[lnkForumImage]
TotalShareware - Download Free Software

Confronta i prezzi di migliaia di prodotti.
Asp Forum
 Home | Login | Register | Search 


 

Forums >

comp.lang.ruby

Does Ruby need a "line separator" class?

Wes Gamble

7/31/2006 3:40:00 PM

I've run into a problem where Ruby can't handle newlines on Windows
because the regexp is explicitly looking for \n and not \r\n.

In the Java world, there is a system property to represent line
separator so that you can write code that is cross-platform with respect
to line separation on Unix/Windows/Mac. Is there an equivalent
abstraction of the newline character in Ruby? If not, where does it
belong?

For some reason, I thought I read somewhere that sometimes the "\n"
character is overloaded in this way (to represent a "newline" regardless
of platform), but not sure if I'm misremembering.

Thanks,
Wes

--
Posted via http://www.ruby-....

9 Answers

Xavier Noria

7/31/2006 4:09:00 PM

0

On Jul 31, 2006, at 5:40 PM, Wes Gamble wrote:

> I've run into a problem where Ruby can't handle newlines on Windows
> because the regexp is explicitly looking for \n and not \r\n.

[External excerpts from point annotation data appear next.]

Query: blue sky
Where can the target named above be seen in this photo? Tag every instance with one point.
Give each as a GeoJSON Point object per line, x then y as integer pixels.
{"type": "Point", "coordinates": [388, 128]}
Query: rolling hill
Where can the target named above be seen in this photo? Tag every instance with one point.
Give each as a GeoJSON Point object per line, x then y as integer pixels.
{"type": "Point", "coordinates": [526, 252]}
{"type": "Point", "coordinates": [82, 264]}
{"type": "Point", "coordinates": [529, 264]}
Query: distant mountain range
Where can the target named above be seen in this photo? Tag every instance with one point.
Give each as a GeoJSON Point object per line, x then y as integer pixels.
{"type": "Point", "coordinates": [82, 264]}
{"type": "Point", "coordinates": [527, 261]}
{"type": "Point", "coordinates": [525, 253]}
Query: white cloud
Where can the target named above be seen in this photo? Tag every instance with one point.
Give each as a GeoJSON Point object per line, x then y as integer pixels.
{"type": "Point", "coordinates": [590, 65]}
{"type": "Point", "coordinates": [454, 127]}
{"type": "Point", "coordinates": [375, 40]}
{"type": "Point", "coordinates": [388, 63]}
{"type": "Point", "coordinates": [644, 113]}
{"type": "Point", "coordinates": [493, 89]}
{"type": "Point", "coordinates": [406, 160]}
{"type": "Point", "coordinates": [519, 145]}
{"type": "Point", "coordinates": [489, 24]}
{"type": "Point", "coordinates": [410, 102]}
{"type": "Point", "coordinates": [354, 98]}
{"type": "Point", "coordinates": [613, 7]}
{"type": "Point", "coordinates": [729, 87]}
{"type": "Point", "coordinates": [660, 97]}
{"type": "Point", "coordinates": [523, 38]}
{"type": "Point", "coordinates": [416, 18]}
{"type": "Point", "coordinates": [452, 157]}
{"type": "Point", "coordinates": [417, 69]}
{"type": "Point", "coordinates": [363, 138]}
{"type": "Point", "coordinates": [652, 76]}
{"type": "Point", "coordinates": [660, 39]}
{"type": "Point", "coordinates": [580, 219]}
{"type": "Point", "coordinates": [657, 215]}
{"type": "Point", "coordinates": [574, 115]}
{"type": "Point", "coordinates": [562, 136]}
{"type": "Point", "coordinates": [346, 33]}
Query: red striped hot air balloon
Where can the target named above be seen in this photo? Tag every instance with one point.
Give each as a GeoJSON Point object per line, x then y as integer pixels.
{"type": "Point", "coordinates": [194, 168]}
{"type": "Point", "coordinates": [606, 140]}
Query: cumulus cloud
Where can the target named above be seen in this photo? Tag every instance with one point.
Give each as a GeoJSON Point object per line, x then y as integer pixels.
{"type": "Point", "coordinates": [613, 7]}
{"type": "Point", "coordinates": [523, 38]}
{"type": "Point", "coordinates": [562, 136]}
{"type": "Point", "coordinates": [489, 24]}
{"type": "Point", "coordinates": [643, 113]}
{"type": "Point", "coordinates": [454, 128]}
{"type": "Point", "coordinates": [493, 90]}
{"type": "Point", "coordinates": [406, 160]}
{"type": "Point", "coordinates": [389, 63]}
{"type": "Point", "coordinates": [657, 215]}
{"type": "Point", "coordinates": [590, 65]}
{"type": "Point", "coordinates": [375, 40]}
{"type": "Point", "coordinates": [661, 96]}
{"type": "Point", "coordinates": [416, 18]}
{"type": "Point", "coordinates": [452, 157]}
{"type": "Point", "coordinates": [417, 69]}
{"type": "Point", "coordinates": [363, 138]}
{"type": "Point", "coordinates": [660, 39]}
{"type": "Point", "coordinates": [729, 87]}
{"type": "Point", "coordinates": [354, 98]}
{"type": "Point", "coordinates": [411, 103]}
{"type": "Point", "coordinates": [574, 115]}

It shouldn't look for CRLFs. The rules of the game in languages that
inherit the newline normalization approach from C (those include C++,
and Perl, for instance, but not Java) are that if you work in text
mode and the text file follows runtime conventions, you only read and
print "\n"s.

That's because there's an intermediate IO layer that transforms CRLF
into LF in CRLF platforms on reading, and LF back to CRLF on writing.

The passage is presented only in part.